Texto de Inês Lagartinho. Fotografia de Sérgio Medeiros.
Da minha janela
Todos os dias, pela manhã, independentemente da hora e das rotinas do dia, o meu olhar era como um imane, parecia mecanizado, a minha visão era logo direcionada àquele pedaço de monumento que conseguia ver da minha janela.
Era como um ritual inconsciente, mas que me alimentava a alma.
Eu gostava do que via, era uma arquitetura barroca e soberba; contudo, remexia com os meus sentimentos, um misto de vazio, medo, luxúria que despertava em mim uma curiosidade inabalável. Daquele sítio eu conseguia ver várias clarabóias onde incidiam os raios de sol. Havia um pequeno varandim de ferro. Viam-se ainda arcos e pequenos bancos, e um piano, arpas e corredores que se ligavam entre si. Ao redor do monumento a natureza tinha abusado da beleza, com árvores gigantescas que serviam de casa às mais diversas espécies de aves e em dias de calor serviam de sombra a quem ali passeava. A esta beleza a mão do homem juntou e harmonizou, com bancos de pedra, repuxos no meio dos lagos e jardins muito cuidados. Havia ainda um parque infantil que fazia a delícia dos mais novos. Da minha janela
Aos domingos e feriados religiosos eu podia ver rituais de fé assistidos por uma hierarquia religiosa, mas que nem todos viviam com a mesma crença. Havia ali algo entre as noviças, havia uma de semblante triste, deixava transparecer dor, que eu queria entender. E, aos poucos, fui captando a motivação através dos olhares, da postura da tristeza, da atitude das mais novas. Não podendo entrar naquele sítio para perceber o que ali se passava, dei por mim a imaginar uma pequena história que agora vos vou contar.
Da minha janela
Felisberta, uma noviça com pouco mais de vinte anos, tinha o sonho de servir a Deus.

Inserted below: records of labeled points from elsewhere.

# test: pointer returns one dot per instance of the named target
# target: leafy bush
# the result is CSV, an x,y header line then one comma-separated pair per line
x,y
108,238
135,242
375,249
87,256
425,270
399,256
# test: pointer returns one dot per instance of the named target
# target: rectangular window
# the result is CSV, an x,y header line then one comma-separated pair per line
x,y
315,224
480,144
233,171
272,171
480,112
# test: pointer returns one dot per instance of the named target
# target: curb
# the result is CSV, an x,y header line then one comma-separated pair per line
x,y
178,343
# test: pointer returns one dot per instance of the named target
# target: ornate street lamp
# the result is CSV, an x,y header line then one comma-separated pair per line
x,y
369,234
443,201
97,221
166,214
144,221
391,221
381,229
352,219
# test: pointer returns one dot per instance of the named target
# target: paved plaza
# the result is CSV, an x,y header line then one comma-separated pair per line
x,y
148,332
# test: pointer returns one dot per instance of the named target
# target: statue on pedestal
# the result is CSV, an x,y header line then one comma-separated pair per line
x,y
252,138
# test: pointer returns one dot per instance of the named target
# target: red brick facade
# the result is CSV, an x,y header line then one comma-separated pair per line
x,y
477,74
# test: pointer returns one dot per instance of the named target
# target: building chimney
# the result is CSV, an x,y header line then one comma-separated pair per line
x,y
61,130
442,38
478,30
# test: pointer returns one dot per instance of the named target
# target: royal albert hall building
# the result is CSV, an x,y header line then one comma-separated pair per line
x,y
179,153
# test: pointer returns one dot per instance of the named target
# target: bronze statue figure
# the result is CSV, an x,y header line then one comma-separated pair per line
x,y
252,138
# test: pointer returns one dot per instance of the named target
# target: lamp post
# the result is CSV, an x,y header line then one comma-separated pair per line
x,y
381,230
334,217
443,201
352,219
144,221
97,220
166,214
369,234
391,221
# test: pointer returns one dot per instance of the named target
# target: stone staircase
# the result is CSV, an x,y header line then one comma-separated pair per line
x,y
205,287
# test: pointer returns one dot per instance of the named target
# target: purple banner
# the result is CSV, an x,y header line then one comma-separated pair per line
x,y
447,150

Pele clara, sobressaía um olhar meigo e quente, cabelo encaracolado num castanho brilhante que coincidia com o seu olhar.

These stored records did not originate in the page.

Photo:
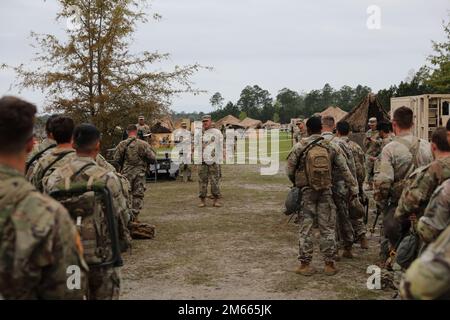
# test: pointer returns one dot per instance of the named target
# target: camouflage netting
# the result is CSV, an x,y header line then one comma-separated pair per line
x,y
359,116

Usava uma camisa roxa com uma saia aos quadrados. Nunca se esquecia de pôr o seu crucifixo ao pescoço. Tinha entrado para servir a Deus por sua grande vontade.
Quanto à noviça Teresa, sentia-se revoltada pois não estava ali por vontade própria. Tinham sido os pais a decidirem a sua vida; mas quis o destino que a noviça se tivesse apaixonado. Um amor lindo, correspondido, mas que os pais não queriam. Meteram-na no convento, na esperança de fazer dela uma freira e de a desviar do seu grande amor. Teresa usava uma camisa branca com uma saia às pregas e um crucifixo ao pescoço. Tinha cabelo liso, castanho e curto, olhos pequenos, nariz fino e uns lábios carnudos.

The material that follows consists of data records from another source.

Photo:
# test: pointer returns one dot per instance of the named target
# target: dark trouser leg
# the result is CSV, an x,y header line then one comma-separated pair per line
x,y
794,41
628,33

Apesar da dor, a noviça era de uma extrema educação e passividade. Da sua boca não saia agressividade nas palavras. Mostrava, assim, um coração puro.
Era na penumbra da noite que tudo parecia ainda mais cruel, as lágrimas mais pareciam pedaços de Coração despedaçado. Junto ao candeeiro escrevia cartas de amor para o seu querido. Amor proibido, mas que ela fazia questão de deixar imortalizadas no papel.
Da minha janela
Ao final da tarde, como um ritual religioso, o seu amado sentava-se no banco virado para o monumento. Prostrado, triste, com um olhar fixo, ficava horas a olhar para as janelas, como quem espera um milagre divino.
O amor do jovem era tão genuíno e puro que, sem saber como, pois nunca o tinha feito, acabava por orar a Deus, pedindo-lhe que mudasse o destino e que a sua musa pudesse cair-lhe nos braços, que pudessem amar, ter uma família. “Misericórdia Deus”.
O relacionamento entre as noviças Felisberta e Teresa era de muito respeito, e era preciso tempo para se conquistarem uma à outra.
A amizade crescia entre ambas e, com o passar dos dias, Felisberta começava a perceber que Teresa não estava bem.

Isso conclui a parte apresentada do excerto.